- 19.03.2013 00:00
İmralı sürecinin çözüm üreteceği beklentisi yüksek. Kim ne derse desin bu süreç ‘siyasal’ bir boyut taşıyor. Liderler arası bir anlaşma odaklı da olsa siyasal aktörleri ve kurumları dışlayan bir çözüm olmayacak. Şimdilerde sürecin ‘PKK’nın ateşkesi, sınır dışına çıkarılması ve silah bırakması’ gibi ‘teknik’ konulara odaklanması normal ve halkla ilişkiler açısından da doğru.
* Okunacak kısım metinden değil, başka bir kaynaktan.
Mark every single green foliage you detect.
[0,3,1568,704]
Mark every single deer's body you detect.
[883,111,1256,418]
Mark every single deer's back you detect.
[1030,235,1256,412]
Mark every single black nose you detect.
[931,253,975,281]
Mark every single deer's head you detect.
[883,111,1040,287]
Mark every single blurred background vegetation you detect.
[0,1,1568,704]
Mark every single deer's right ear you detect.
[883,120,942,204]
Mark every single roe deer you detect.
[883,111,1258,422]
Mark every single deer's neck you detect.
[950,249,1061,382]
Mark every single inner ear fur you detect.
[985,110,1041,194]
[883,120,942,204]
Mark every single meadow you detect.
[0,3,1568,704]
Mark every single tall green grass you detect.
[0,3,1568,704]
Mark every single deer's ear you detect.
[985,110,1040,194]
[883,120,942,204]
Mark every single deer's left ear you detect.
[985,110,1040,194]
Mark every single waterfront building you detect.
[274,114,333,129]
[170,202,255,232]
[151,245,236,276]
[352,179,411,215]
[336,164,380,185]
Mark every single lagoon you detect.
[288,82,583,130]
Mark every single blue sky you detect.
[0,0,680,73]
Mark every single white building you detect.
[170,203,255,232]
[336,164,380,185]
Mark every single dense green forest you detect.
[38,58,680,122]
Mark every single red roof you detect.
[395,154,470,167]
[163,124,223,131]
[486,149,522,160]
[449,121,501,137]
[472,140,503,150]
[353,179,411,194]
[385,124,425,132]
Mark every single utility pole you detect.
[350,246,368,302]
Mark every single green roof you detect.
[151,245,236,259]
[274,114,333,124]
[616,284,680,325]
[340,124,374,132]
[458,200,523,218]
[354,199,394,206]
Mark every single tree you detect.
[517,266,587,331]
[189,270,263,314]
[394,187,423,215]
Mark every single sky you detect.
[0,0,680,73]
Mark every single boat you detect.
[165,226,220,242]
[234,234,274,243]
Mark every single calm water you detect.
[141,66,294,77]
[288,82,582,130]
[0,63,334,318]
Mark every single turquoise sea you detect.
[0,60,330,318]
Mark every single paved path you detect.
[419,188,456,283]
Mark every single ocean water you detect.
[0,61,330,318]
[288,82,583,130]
Yıldız ‘silahların susması’ konusunda önemli bir ayrıntıyı vurguluyor. ‘Şiddetin kalıcı olarak durdurulması barış görüşmelerine başlamanın önşartı olamaz’. Bu, ‘ön müzakerelerin’ bir parçasıdır. Dolayısıyla 21 Mart’ta Öcalan’dan kalıcı bir ateşkes açıklamasının gelmemesi normaldir. ‘Çatışmasızlık’ ilanı da bize sürecin ilerlediğine ilişkin ipucu verir. Sürece ilişkin beklenti oluştururken dikkat edilmesi gereken bir başka nokta, Yıldız’a göre ‘taraflardan birinin ‘teslim’ olmasını beklememek’tir. Zaten müzakerelerin başlamış olması ‘teslim’in olmayacağının ön kabulüdür. Bu konuda beklenti yaratılmamalıdır. Barışın inşası her iki tarafta ‘kazandık’ duygusu yaratmakla mümkündür. Taraflardan birisi ‘kaybettik’ düşüncesine saplanırsa zaten barış süreci sabote olacak ve müzakereler başa dönecektir. Süre konusunda da uyarıları var Yıldız’ın; aceleye getirilen bir süreç yerine yapıcı tartışma ve diyaloğun muhafazasını önemli buluyor. Zaman planı yapılmalı ama muhataba baskı oluşturan bir zaman planı ters tepebilir. Barışı olgunlaştırmaktan söz ediyoruz aslında. “Haziran mı, 2013 sonu mu?” tartışmasına bu bağlamda bakmak lazım. Olgunlaşmamış bir barışın hem kamuoyu ayağını hem teknik ayrıntılarını yönetmekte zorluklar yaşanabilir. Meselenin tabii bir de ‘öz’e ilişkin bir boyutu var. Yıldız, her iki tarafın da önce birer ‘stratejik plan’ının ve bu planda da spesifik-somut unsurların bulunması gerektiğini söylüyor.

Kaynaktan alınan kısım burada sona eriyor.